Just got the old girl on the road and I'm having a couple problems going I can get some advise.. Here's what it is.. 8ba, stock rebuild, 97 carb rebuilt by a repuatble guy here on the HAMB, bubba points dizzy, and other than that its stock stuff... Set the timing at Tdc, idles great, take off down the road and she does good until you accelerate and it breaks up terrible.. Back off and again perfect.. Just checked all the wires and the points and all seems okay.. Also don't know if it's related but the passenger side header has "blued".. Another question is, I filled the radiator to the top, it has an offset neck, and it keeps pushing water out of the overflow.. I can't see the level.. Is there a way to keep a check on the level? Thanks for any help!!
If memory serves me, Bubbas dizzy likes about 20 degrees of advance, which is close to 1" to the right of the timing mark on your pulley. Set it there and your stumble/breakup, should go away if your problem is distributor related. At least you know the timing will be right.
Tom,try bumping the advance on the distributor a little it might help,,BTW,the car looks great,I know your Dad is smiling down on you! HRP
I fill my flathead radiator to the top of the core (about 1/2" over) and leave room for expansion in the top of the radiator. Use a 7# cap. That's about it!
Play with the timing. The mark is usually off a bit and you have to find the sweet spot. Is it the chevy conversion bubba dist? If not, is your advance working off the vac?
stock 97.?...my 8BA need two of them..way back I bought two rebuilds from 97 heaven...didn't want to change the intake..took the 94 off and put the 97 on..just as you're saying..and had to play with the throttle to get up to speed...??
If it has a stock 8BA dist in it, I believe it requires a special vacuum advance port found on the 94 style carb that it came with. It's not your average vacuum port. Your 97 won't have that. I know it can be an issue with dual carbs. I lucked out and got an old mechanical advance Mallory dist. when I built mine. My radiator was stock 32 and not pressurized. I just filled it up to the top and let it warm up. Some coolant would come out of the overflow as it got up to temp. When it cools down the level goes down. I kept an eye on the temp gauge if after a year or so it started to get up above 185, I'd repeat the process and it immediately went back to normal. It never was a problem. As long as it never got hot and it never did, I never worried about it. If I were you I wouldn't either.
It is the chevy with no vacuum advance.. I reset it like the first reply said.. It's a whole lot better but probably not quite there.. I can't see the top of the core on the radiator.. It seems to have stopped... I just drove it about 20 miles and it runs pretty good... Loud!! I put a couple 2 foot extensions on the headers just to work out the bugs this weekend...
seems to me the others have you going in the right direction to solve your problem, so all im gonna say is... i really like your car.

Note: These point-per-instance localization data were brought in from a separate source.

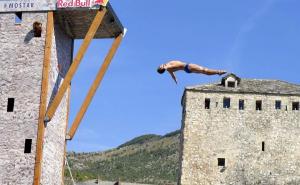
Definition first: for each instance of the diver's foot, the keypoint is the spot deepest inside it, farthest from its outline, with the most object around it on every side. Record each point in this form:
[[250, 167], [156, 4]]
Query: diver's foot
[[221, 72]]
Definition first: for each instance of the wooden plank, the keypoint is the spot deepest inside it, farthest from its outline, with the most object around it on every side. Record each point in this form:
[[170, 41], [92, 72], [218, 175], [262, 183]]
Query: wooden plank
[[84, 46], [67, 121], [95, 85], [43, 99]]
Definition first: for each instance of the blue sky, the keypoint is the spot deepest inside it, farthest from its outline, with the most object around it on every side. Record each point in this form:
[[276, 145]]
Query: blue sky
[[252, 38]]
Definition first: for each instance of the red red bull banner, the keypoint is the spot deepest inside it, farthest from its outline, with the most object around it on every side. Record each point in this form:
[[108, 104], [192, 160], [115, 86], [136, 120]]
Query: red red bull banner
[[80, 3]]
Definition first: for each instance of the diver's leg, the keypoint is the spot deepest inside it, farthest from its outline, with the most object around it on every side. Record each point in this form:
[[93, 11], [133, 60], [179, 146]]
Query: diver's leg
[[194, 68]]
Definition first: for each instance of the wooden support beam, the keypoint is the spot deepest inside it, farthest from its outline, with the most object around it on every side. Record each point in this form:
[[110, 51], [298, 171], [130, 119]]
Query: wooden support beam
[[43, 99], [67, 121], [84, 46], [95, 85]]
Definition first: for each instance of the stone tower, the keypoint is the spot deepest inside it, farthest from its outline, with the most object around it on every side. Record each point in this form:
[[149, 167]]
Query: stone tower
[[36, 67], [241, 131]]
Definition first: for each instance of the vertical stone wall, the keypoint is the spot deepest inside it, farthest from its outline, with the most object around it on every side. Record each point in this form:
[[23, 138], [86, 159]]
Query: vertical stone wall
[[54, 140], [21, 62], [237, 136]]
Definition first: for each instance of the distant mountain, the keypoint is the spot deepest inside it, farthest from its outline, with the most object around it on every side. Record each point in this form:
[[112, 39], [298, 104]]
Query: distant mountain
[[149, 159]]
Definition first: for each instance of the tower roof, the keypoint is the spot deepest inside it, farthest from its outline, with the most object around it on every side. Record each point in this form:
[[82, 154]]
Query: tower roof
[[252, 86], [76, 22]]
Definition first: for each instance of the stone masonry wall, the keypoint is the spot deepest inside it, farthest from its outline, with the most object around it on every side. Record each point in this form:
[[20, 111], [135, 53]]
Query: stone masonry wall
[[237, 136], [21, 62], [54, 142]]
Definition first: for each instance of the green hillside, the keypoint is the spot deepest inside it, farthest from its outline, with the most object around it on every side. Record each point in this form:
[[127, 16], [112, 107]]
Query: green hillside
[[150, 159]]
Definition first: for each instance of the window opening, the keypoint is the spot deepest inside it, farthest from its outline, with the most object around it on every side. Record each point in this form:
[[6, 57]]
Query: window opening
[[18, 17], [10, 104], [258, 105], [207, 103], [277, 104], [28, 143], [226, 103], [221, 161], [37, 29], [231, 84], [295, 105], [241, 104]]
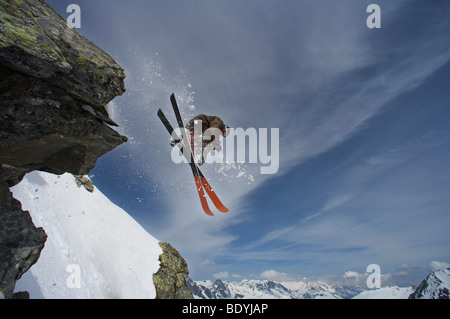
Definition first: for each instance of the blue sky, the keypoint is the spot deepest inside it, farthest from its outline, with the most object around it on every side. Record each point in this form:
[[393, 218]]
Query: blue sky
[[364, 125]]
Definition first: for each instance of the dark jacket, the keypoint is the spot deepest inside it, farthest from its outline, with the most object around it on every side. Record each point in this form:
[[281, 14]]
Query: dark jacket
[[207, 122]]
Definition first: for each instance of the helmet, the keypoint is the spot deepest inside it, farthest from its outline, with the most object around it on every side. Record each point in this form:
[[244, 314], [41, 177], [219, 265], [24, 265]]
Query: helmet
[[226, 131]]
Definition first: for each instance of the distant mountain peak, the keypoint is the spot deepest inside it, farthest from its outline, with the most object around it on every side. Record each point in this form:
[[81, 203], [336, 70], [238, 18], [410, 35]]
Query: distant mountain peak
[[435, 286]]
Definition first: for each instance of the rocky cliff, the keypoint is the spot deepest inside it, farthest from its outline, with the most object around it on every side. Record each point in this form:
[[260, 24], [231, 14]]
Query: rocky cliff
[[171, 279], [435, 286], [54, 87]]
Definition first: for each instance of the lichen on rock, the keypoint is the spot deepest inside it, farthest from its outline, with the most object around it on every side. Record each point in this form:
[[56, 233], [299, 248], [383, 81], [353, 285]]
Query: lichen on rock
[[54, 87]]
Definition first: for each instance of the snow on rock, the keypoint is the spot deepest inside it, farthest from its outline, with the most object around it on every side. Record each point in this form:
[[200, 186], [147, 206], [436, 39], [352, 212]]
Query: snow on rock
[[94, 248], [386, 293]]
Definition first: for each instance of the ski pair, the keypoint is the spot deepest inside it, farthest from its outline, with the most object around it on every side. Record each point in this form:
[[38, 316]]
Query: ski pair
[[200, 181]]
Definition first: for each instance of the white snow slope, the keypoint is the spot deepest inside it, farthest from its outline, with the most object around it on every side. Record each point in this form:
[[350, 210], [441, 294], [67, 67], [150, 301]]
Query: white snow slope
[[94, 248]]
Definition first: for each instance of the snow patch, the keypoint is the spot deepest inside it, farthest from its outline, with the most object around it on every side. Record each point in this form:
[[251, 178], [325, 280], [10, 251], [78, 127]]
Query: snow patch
[[94, 248]]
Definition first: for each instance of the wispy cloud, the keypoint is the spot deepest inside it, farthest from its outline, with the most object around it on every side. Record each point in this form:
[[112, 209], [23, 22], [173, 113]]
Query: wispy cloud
[[319, 80]]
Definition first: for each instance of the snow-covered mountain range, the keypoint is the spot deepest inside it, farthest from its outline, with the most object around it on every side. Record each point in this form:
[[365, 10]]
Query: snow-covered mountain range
[[434, 286], [94, 248]]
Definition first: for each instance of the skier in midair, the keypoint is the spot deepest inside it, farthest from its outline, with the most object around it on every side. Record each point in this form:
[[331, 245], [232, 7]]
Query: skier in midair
[[204, 130]]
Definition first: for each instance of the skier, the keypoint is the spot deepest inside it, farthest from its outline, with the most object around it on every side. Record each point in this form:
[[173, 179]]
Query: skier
[[207, 141]]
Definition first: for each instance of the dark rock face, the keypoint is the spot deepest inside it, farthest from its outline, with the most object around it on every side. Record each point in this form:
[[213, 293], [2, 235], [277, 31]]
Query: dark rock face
[[170, 280], [54, 87]]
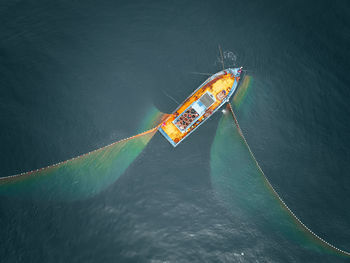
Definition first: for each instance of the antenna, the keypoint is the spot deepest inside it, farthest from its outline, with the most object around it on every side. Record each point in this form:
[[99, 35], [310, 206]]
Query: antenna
[[202, 73], [222, 58]]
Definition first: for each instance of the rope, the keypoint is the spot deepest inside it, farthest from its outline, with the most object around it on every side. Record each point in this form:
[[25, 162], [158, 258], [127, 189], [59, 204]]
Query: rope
[[275, 192], [71, 159]]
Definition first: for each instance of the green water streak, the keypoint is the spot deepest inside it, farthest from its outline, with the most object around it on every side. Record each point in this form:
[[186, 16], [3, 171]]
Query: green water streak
[[239, 183], [84, 176]]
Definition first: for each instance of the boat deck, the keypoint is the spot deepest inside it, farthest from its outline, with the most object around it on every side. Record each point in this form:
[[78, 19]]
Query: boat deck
[[183, 121]]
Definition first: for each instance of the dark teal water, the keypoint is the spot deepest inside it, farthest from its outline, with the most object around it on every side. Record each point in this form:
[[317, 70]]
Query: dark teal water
[[75, 76]]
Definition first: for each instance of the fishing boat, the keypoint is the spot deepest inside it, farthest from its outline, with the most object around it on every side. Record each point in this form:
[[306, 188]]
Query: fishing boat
[[200, 105]]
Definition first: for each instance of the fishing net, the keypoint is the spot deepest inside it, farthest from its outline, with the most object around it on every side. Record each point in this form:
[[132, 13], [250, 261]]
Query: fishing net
[[85, 175], [240, 184]]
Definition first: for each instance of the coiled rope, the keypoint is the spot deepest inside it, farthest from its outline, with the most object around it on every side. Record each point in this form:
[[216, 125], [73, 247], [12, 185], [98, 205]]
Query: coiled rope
[[275, 192]]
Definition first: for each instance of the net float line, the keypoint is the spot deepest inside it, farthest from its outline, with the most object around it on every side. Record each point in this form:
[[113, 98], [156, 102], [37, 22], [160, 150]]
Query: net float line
[[56, 165], [307, 229]]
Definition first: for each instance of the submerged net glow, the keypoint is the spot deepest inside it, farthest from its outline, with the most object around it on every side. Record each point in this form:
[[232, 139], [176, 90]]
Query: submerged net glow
[[241, 184], [85, 175]]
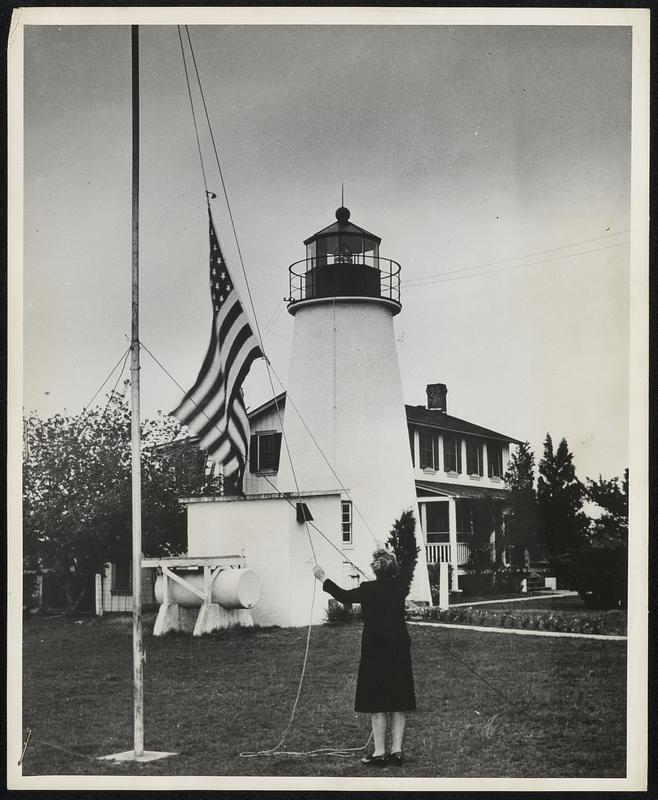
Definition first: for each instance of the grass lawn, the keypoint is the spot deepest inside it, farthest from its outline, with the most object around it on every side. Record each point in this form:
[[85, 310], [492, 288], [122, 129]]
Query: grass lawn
[[211, 698]]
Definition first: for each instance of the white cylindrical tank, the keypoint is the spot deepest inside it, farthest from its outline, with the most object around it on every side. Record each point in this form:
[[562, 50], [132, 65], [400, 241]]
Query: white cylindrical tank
[[232, 588]]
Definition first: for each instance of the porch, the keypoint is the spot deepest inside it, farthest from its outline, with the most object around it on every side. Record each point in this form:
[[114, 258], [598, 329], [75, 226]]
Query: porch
[[444, 552]]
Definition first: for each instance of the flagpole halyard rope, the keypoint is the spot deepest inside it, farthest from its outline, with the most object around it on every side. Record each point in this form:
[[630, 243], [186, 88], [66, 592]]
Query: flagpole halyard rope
[[189, 92], [123, 356], [246, 279]]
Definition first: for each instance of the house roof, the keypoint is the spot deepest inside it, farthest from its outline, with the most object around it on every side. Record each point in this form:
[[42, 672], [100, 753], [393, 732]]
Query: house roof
[[279, 400], [426, 488], [418, 415], [445, 422]]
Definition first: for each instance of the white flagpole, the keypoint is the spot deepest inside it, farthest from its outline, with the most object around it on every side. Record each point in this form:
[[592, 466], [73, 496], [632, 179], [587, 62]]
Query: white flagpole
[[137, 753], [138, 650]]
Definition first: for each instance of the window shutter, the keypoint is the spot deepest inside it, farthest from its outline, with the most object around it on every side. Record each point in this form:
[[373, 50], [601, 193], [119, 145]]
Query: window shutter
[[253, 453]]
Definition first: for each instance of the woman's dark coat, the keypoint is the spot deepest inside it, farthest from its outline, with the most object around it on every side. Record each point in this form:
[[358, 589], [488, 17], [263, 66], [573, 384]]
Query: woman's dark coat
[[385, 681]]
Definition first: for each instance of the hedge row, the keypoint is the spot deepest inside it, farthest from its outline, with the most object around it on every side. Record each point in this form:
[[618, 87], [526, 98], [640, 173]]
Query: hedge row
[[606, 623]]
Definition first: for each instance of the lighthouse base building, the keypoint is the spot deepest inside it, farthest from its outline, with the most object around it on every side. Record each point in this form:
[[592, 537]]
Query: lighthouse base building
[[337, 459]]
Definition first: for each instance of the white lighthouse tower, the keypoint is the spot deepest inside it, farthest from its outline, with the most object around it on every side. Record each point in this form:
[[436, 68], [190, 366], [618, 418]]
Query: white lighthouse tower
[[345, 424]]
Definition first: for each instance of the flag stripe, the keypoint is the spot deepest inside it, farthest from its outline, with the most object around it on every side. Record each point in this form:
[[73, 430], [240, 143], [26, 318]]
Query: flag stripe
[[214, 408]]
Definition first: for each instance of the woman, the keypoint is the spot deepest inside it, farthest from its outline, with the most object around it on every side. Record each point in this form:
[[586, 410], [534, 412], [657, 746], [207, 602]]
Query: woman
[[385, 683]]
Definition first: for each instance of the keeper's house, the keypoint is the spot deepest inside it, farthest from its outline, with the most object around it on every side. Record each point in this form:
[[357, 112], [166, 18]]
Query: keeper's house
[[455, 462]]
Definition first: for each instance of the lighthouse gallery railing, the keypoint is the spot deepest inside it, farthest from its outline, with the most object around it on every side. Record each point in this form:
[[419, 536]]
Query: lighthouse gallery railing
[[357, 275]]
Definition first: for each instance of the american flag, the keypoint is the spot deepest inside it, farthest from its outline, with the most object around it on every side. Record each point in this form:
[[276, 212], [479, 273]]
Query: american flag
[[214, 408]]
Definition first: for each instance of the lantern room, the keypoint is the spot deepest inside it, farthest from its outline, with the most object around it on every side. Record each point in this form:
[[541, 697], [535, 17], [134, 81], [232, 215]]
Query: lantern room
[[342, 260]]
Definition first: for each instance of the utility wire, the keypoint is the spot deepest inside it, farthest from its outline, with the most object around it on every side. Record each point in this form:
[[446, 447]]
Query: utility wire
[[514, 266], [513, 258]]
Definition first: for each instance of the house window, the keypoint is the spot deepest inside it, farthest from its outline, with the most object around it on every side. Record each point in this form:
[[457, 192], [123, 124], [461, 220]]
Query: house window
[[264, 450], [429, 450], [495, 458], [474, 462], [452, 454], [464, 517], [122, 575], [346, 521], [436, 515]]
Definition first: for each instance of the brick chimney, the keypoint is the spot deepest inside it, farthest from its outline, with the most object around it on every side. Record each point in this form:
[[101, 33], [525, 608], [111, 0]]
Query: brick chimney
[[436, 397]]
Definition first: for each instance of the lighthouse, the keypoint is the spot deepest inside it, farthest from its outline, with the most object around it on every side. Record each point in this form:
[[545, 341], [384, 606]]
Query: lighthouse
[[345, 427]]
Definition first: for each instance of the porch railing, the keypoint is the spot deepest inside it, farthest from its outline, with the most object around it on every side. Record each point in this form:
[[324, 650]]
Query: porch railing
[[437, 553]]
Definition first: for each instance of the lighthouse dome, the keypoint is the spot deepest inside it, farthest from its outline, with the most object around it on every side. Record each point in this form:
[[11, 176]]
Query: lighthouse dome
[[343, 261]]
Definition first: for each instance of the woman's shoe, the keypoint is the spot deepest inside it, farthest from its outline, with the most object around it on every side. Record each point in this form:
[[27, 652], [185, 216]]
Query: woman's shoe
[[375, 761]]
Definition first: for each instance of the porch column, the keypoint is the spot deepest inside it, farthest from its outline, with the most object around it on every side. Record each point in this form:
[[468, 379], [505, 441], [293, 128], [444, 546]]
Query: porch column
[[452, 531]]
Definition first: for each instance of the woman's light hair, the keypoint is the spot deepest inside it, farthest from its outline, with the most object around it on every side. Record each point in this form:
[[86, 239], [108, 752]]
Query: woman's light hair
[[384, 564]]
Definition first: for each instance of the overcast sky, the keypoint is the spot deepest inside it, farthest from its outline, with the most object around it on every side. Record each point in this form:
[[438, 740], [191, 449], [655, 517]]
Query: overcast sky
[[506, 147]]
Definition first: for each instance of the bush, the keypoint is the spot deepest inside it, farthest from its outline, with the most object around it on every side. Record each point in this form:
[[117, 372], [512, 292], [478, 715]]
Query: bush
[[339, 614], [605, 623]]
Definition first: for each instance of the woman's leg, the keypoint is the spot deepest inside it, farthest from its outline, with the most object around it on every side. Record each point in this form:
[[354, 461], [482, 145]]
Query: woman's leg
[[378, 721], [397, 731]]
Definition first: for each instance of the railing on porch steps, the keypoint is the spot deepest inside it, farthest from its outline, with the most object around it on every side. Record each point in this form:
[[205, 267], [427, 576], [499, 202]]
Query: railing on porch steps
[[437, 553]]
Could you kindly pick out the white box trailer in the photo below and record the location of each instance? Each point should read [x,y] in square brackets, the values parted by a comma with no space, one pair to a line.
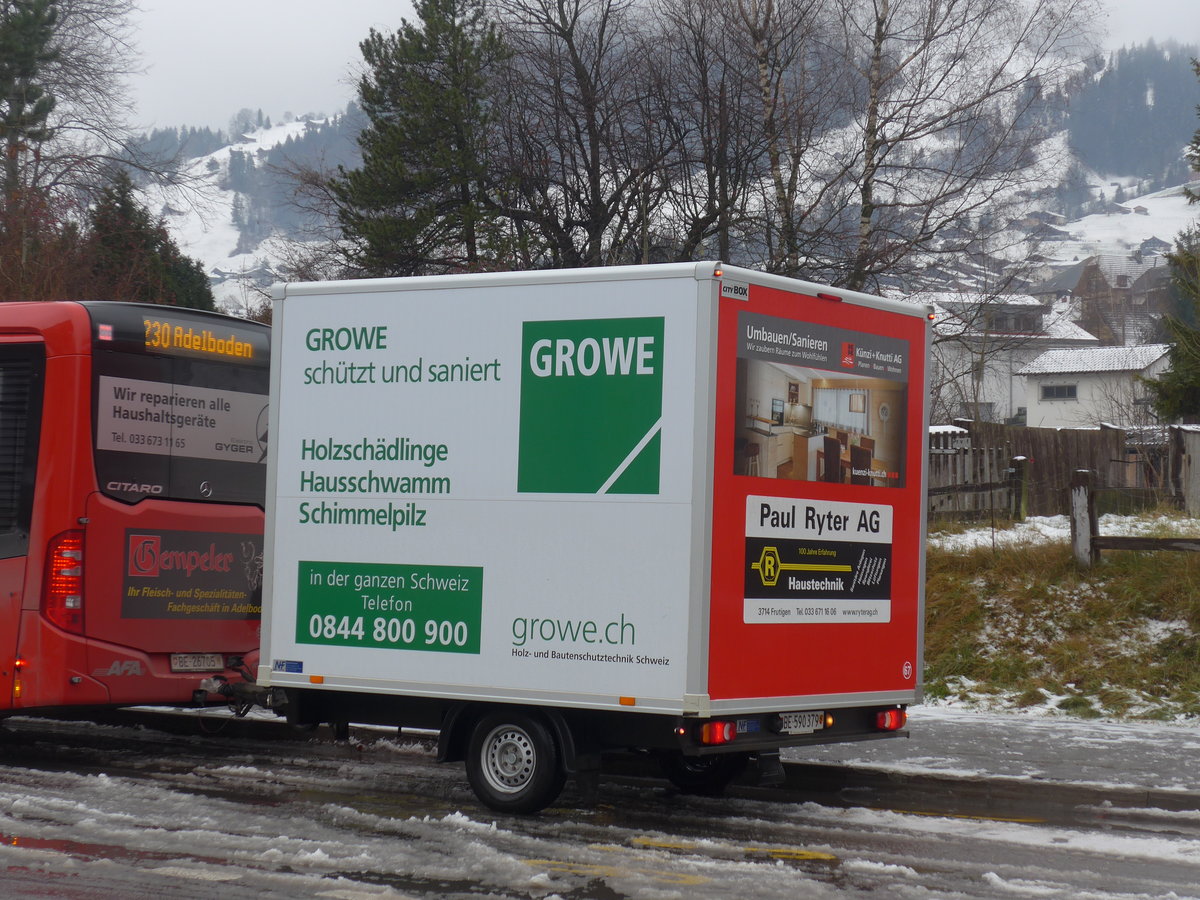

Me thinks they look good either way... Here's my old man in the 50's... Tha guy I owe the credit for teaching me the little bit I've figured out!! With or without??? Who knowshttp://emob792.photobucket.com/albums/yy201/sbc78bu/old%20pics/1121152.jpg
No!!! He's the guy in the middle.... The 34 5 window.. I don't know who the guy with the bowtie is...
I love the car, you done good. If you have Champion spark plugs, they can cause a miss above about 3200. I used NGK's in my flatty and it ran great to 4800 with no other changes. I used 6 degrees initial, and a total of 26 at 2000 engine RPM.
I use NGK spark plugs. I wanted to use Champion but they would quit working after a few hundred miles. The car is in town now so I can not give you a spark plug number. Somebody will chime in with the number. Like your hot rod.
Still at it... had this thing running beautiful saturday night and sunday... Took it to work 15 miles and broke down 4x.. found that the coil with the built in resistor was wired backwards.. my bad, switched it, and now sometimes the car runs good, but most of the time it breaks up real bad like a timing miss, breaking up out of the exhaust. I ohmed out the coil 3.9ohms, im lost now... is a coil either good or bad or can it break down?
O'Reilleys stocked the correct NGK plug about three years ago. I have since sold the car, but my rusty old brain says B6L gapped to .030 This with a MOPAR ignition. I had the same trouble with champions in my Y block. NGK is the only way to go.
Just an idea, but I had an ingition switch go bad that drove me crazy for about a year. Car done similar things like you discribed. I screwed with the carb and timing, changed out points, coil and condenser but it still would "lope" on me going down the road like it had a slight miss. Finally the ignition switch died all together so I hot wired around it and the car never ran better or had more power.